Après une année  sans une visite à Frichemesnil, pour cause d’un anniversaire fêté en grandes pompes, nous voilà de retour en ce samedi ensoleillé au restaurant étoilé « Au Souper Fin ».

Une nouvelle fois, nous avons opté pour le menu « Suggestion du chef » composé d’une entrée, d’un plat, d’un plateau de fromages et d’un dessert.

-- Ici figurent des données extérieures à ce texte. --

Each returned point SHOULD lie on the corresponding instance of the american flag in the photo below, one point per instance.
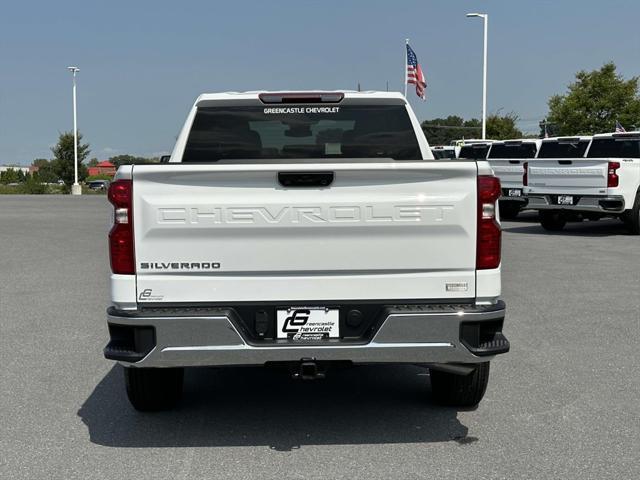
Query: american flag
(414, 73)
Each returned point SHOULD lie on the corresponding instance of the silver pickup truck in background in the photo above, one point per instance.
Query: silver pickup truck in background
(304, 229)
(603, 183)
(507, 158)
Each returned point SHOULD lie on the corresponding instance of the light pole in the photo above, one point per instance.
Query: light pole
(485, 18)
(75, 188)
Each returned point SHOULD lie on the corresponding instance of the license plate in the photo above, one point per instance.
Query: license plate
(308, 323)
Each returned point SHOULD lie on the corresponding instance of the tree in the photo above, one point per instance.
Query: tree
(11, 175)
(594, 102)
(63, 162)
(45, 173)
(442, 131)
(503, 127)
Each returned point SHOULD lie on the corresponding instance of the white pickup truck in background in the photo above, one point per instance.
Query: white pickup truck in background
(474, 149)
(605, 183)
(304, 229)
(507, 158)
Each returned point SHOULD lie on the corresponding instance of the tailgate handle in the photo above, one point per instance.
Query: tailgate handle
(305, 179)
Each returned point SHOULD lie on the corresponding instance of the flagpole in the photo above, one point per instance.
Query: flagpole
(405, 67)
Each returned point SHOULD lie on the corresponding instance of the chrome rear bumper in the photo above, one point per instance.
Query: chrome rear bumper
(409, 334)
(599, 204)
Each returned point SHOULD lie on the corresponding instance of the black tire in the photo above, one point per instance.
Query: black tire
(632, 217)
(509, 210)
(552, 220)
(460, 390)
(153, 389)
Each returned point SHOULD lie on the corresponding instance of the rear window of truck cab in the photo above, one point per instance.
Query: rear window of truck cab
(563, 149)
(616, 147)
(301, 132)
(475, 151)
(513, 150)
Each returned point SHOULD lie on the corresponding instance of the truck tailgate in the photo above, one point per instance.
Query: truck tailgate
(584, 176)
(224, 233)
(510, 172)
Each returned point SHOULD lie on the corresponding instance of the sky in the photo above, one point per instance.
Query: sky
(143, 63)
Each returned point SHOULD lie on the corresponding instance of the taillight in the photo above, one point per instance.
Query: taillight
(121, 235)
(489, 239)
(612, 177)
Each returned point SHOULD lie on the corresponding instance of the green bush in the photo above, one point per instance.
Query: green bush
(33, 187)
(98, 177)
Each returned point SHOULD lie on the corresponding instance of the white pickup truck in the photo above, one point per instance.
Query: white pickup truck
(604, 183)
(304, 229)
(507, 158)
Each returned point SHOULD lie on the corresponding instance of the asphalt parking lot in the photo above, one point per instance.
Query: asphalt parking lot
(564, 403)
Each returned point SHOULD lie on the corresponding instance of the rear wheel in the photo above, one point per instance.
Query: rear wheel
(153, 389)
(552, 220)
(632, 217)
(509, 210)
(460, 390)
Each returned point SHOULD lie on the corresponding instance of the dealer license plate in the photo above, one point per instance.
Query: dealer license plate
(308, 323)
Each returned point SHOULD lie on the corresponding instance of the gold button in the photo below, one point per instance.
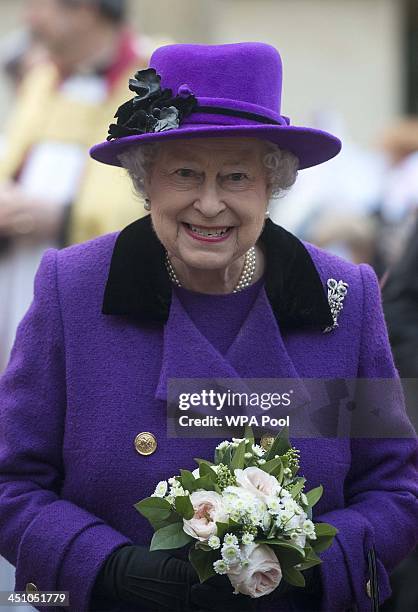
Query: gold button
(266, 441)
(145, 443)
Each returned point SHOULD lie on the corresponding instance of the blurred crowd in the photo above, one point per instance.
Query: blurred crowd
(68, 65)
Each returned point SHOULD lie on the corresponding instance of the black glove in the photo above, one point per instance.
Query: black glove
(217, 593)
(155, 580)
(312, 589)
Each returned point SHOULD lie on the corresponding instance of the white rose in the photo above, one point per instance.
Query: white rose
(208, 510)
(196, 473)
(258, 482)
(260, 575)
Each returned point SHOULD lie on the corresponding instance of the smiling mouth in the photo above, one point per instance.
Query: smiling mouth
(208, 232)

Foie gras opéra, jambon cru « Noir de Bigorre », et asperges vertes
Très belle entrée, construite sur des oppositions de style / de goût qui s'associent parfaitement

Rémoulade de Tourteau, crevettes, aromates, Langoustines snackées

St Pierre pêche côtière de Dieppe, Bisque aux épices douces (remplacée par un beurre blanc), Beurre de fenouil
Superbe cuisson du poisson, une sauce au top, avec un équilibre entre le crémeux, l'acidité et l'aromatique

Cœur de ris de veau rôti au poêlon, fricassé de girolles à l’Ail des ours

Chariot de fromages
Pavé d'Auge, Livarot et Gruyère suisse pour ne pas paraître sectaire

Fraisier, glace vanille en verrine

Mille-feuille, crème pâtissière à la vanille

Tarte acidulée aux framboises, glace à la fleur de sureau

Tarte au chocolat, pâte sablée au sarrasin, sorbet poire

Pour accompagner ce repas.

En apéritif, un Champagne Brut BSA, maison Deutz : un classique de chez classique. Nez tendre, brioché et fin, sur une note d’amertume de bel effet. Belle acidité de structure qui transparaît déjà, et que l’on retrouve en bouche. Longue rémanence sur la langue, laissant une impression complexe de rondeur et de fraîcheur. Très Bien ++
Avec le repas, un Meursault Limozin 2015, domaine Buisson-Battault : un nez « typique », grillé à la Coche-Dury, mais qui s’estompe doucement à l’aération. Pointe d’amers nobles salivant (et qui me font encore saliver en écrivant ce compte-rendu). Bouche construite sur une belle puissance maîtrisée, de beaux amers vibrant, une finesse qui balance entre un gras élégant et une puissance presque tannique. Finale qui dégage une grande énergie tellurique, une pointe saline en sus. Un très grand vin encore jeune, mais déjà apportant beaucoup de plaisirs. On en redemande. Excellent +

Confirmation une nouvelle fois de l’excellence de l’adresse tant pour l’accueil, le service et la cuisine d’Eric Buisset. Une valeur sûre en Normandie. Révélation avec une carte des vins qui recèle des « petites » appellations ou des découvertes dans les « grandes » régions viticoles, à des tarifs très doux.

Il est des endroits qui constituent un passage obligé, une tradition, une sorte de retour aux sources. Point d’ostentation, point d’orgueil démesuré, point de marketing … mais une assiette et une carte des vins toujours d’un grand niveau, servi par une équipe restreinte autour de Madame Buisset dont le mari officie en cuisine, pour notre plus grand plaisir. Nous y reviendrons.

Et pour finir, le soir, nous avons eu le droit à un magnifique coucher de soleil sur Elbeuf-city. Preuve quil fait toujours beau en Normandie.